Lustig's literary stories demonstrated the internal strength of man; this strength allows man to face humiliation and hold on to human dignity even in situations of horrible threats. Among his most famous works, the books Dita Saxová and Modlitba pro Kateřinu Horowitzovou [A Prayer for Kateřina Horowitzová] deal with this theme.
After the war, he studied journalism and and worked for various dailies and broadcasters; among other things, he covered the Israel-Arab War. Later, he became a reporter and director for Czechoslovak Broadcasting, the editor of the weekly Mladý svět [Young World], and was a scriptwriter at Barrandov Studios in Prague. In 1968 Lustig emigrated. He briefly lived in Israel, then in Yugoslavia, and in 1970 moved to the USA. He regularly returned to Czech Republic in the last 20 years.

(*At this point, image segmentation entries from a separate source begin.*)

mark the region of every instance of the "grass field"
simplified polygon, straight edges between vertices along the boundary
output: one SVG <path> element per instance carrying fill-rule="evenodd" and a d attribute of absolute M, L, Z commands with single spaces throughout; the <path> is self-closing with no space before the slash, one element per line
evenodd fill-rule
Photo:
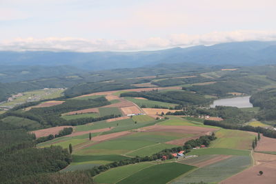
<path fill-rule="evenodd" d="M 41 127 L 41 125 L 37 121 L 16 116 L 7 116 L 1 119 L 1 121 L 8 124 L 10 124 L 18 127 L 24 127 L 28 130 L 37 129 Z"/>
<path fill-rule="evenodd" d="M 195 167 L 174 162 L 157 164 L 137 172 L 117 183 L 167 183 L 194 168 Z"/>
<path fill-rule="evenodd" d="M 215 132 L 217 139 L 212 141 L 211 147 L 250 150 L 255 136 L 240 130 L 221 129 Z"/>
<path fill-rule="evenodd" d="M 101 116 L 110 114 L 121 115 L 121 112 L 118 108 L 99 108 L 99 111 Z"/>
<path fill-rule="evenodd" d="M 66 120 L 71 120 L 71 119 L 81 119 L 81 118 L 97 118 L 97 117 L 99 117 L 99 113 L 85 113 L 85 114 L 79 114 L 75 115 L 61 116 L 61 118 Z"/>
<path fill-rule="evenodd" d="M 174 126 L 178 126 L 178 125 L 195 126 L 195 125 L 202 125 L 202 123 L 199 122 L 188 120 L 181 117 L 172 116 L 170 116 L 168 117 L 170 118 L 169 120 L 161 122 L 159 123 L 159 125 L 174 125 Z"/>
<path fill-rule="evenodd" d="M 115 183 L 154 164 L 154 163 L 145 162 L 118 167 L 103 172 L 96 176 L 93 179 L 97 183 Z"/>
<path fill-rule="evenodd" d="M 128 153 L 126 155 L 132 156 L 150 156 L 153 154 L 156 154 L 163 150 L 169 149 L 172 147 L 175 147 L 175 145 L 165 144 L 165 143 L 157 143 L 155 145 L 152 145 L 146 147 L 144 147 L 141 149 L 139 149 L 132 152 Z"/>
<path fill-rule="evenodd" d="M 269 127 L 268 125 L 264 124 L 260 121 L 251 121 L 248 123 L 248 125 L 253 126 L 253 127 Z"/>
<path fill-rule="evenodd" d="M 112 140 L 93 145 L 77 152 L 78 154 L 124 154 L 131 150 L 155 144 L 146 141 Z"/>
<path fill-rule="evenodd" d="M 133 121 L 140 122 L 149 122 L 154 121 L 155 119 L 147 115 L 139 115 L 132 116 Z"/>
<path fill-rule="evenodd" d="M 88 99 L 95 99 L 99 97 L 106 96 L 105 95 L 93 95 L 93 96 L 77 96 L 73 98 L 77 100 L 88 100 Z"/>
<path fill-rule="evenodd" d="M 175 108 L 177 104 L 173 104 L 166 102 L 161 102 L 157 101 L 150 101 L 145 99 L 137 99 L 132 97 L 125 97 L 126 99 L 136 103 L 138 106 L 141 107 L 142 105 L 145 105 L 147 108 L 152 108 L 155 105 L 166 107 L 169 108 Z"/>
<path fill-rule="evenodd" d="M 201 148 L 192 150 L 188 155 L 226 154 L 248 156 L 250 153 L 248 150 L 232 150 L 228 148 Z"/>
<path fill-rule="evenodd" d="M 217 183 L 249 167 L 251 159 L 248 156 L 235 156 L 203 167 L 179 177 L 171 183 Z"/>

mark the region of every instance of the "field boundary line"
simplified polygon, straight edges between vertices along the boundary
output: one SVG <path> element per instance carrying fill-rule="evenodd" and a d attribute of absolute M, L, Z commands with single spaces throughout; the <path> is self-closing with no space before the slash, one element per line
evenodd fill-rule
<path fill-rule="evenodd" d="M 137 163 L 135 163 L 135 164 L 137 164 Z M 139 163 L 138 163 L 138 164 L 139 164 Z M 130 175 L 130 176 L 126 176 L 126 177 L 124 177 L 124 178 L 120 179 L 119 181 L 118 181 L 117 182 L 116 182 L 116 183 L 115 183 L 115 184 L 116 184 L 116 183 L 118 183 L 120 182 L 121 181 L 122 181 L 122 180 L 124 180 L 124 179 L 125 179 L 125 178 L 128 178 L 129 176 L 131 176 L 132 175 L 135 174 L 135 173 L 137 173 L 138 172 L 140 172 L 140 171 L 141 171 L 141 170 L 145 170 L 145 169 L 146 169 L 146 168 L 150 167 L 152 167 L 152 166 L 153 166 L 153 165 L 157 165 L 157 164 L 158 164 L 158 163 L 152 163 L 152 165 L 149 165 L 149 166 L 146 167 L 144 167 L 144 168 L 142 168 L 142 169 L 141 169 L 141 170 L 137 170 L 137 172 L 132 173 L 132 174 L 131 174 L 131 175 Z"/>
<path fill-rule="evenodd" d="M 154 145 L 147 145 L 147 146 L 145 146 L 145 147 L 140 147 L 140 148 L 138 148 L 137 150 L 128 152 L 124 154 L 124 156 L 126 156 L 126 154 L 128 154 L 135 152 L 136 151 L 138 151 L 138 150 L 144 149 L 144 148 L 154 146 L 154 145 L 159 145 L 159 144 L 161 144 L 161 143 L 156 143 L 156 144 L 154 144 Z"/>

"He felt at home everywhere, but in Prague the most," explained Mališová, noting that he loved life and lived it to the fullest to the very end. He never believed that he was a good writer. He was unconvinced by his many prizes, such as the the Lifetime Achievement Prize from the American Academy of Art and Fiction, the Franz Kafka Prize, and many others. He said it for 50 years," reminisced Mališová.
Lustig was nominated 14 times for the International Man Booker Prize, the international equivalent of the famed British literary awrd. In 2008 he was also awarded the Franz Kafka International Literary Award.